In Ohio, flint is most prevalent in the center of the state, as well as the eastern part. Historically, one of the major areas in Ohio where Native Americans found flint was in a place called Flint Ridge. Today, flint from this eastern part of the state is found in other parts of the country as well because Native Americans would trade flint with each other. Flint originally from Flint Ridge has been found in various places such as the Rocky Mountains in the western United States.
Native Americans, as well as early European settlers, of Ohio had many uses for flint. For Native Americans, flint was a great resource as they could fashion it into a variety of implements, from ceremonial pieces to tools to weapons. A few examples of items that Native Americans made with flint include arrowheads, knives and pipes. For early European settlers, flint was useful in making flintlock guns as well as millstones.
Today, artists make jewelry out of flint, some of which collectors consider valuable. Flint is compatible as jewelry because of its polished surface. In addition, flint comes in a variety of colors. The array of colors in which flint comes includes blue, black, green, and red. In some cases, different combinations of colors can determine the value of the jewelry for some collectors.
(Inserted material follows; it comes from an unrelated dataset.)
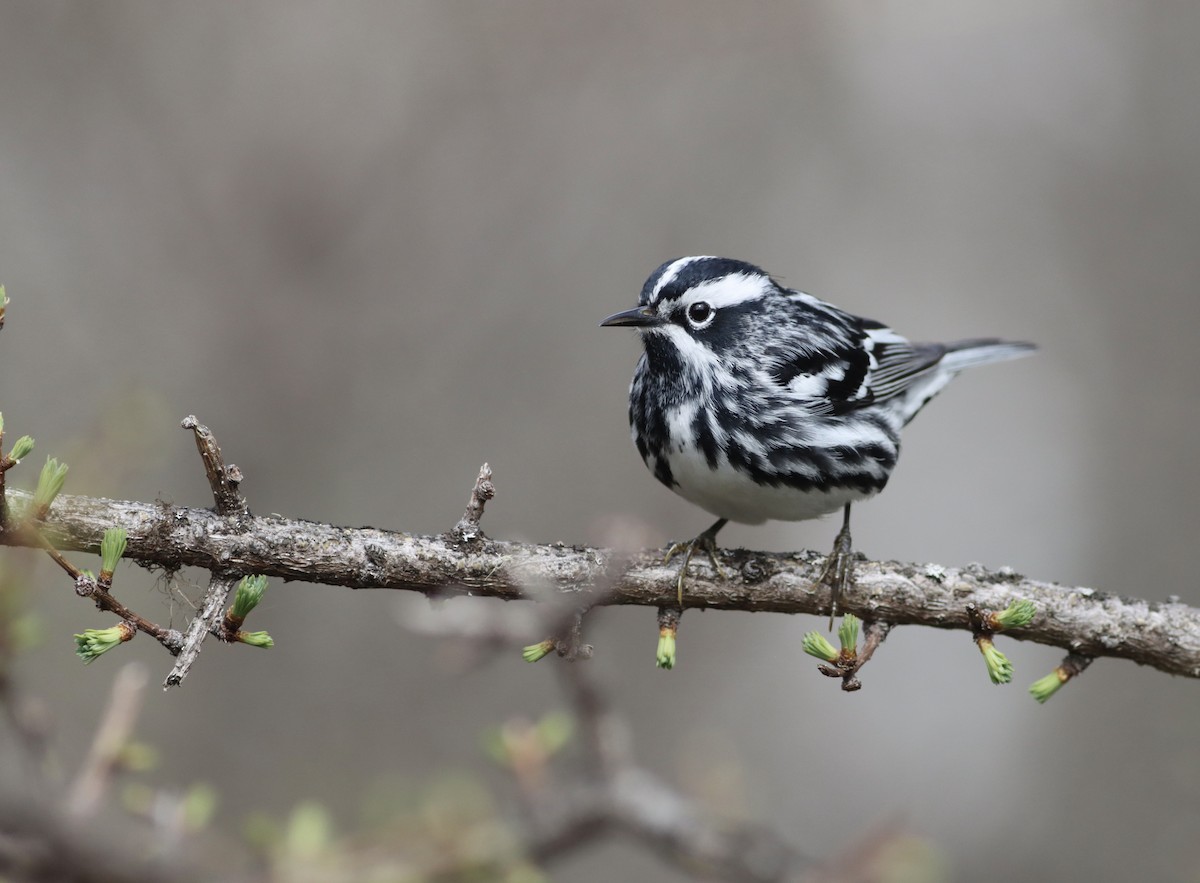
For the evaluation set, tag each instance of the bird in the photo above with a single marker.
(759, 402)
All in all, the historical and geographical significance of flint in Ohio explains why the state chose to name it as its official gemstone. Since different states have different numbers and types of state symbols, it is not strange for there to be no state stone of Ohio. Official symbols are meant to represent, and to bring exposure to, the state, so although there is no state stone of Ohio, there are other official symbols for Ohio including the state bird, flower and tree. In addition to these and many others, Ohio even has an official state beverage, fossil and prehistoric monument.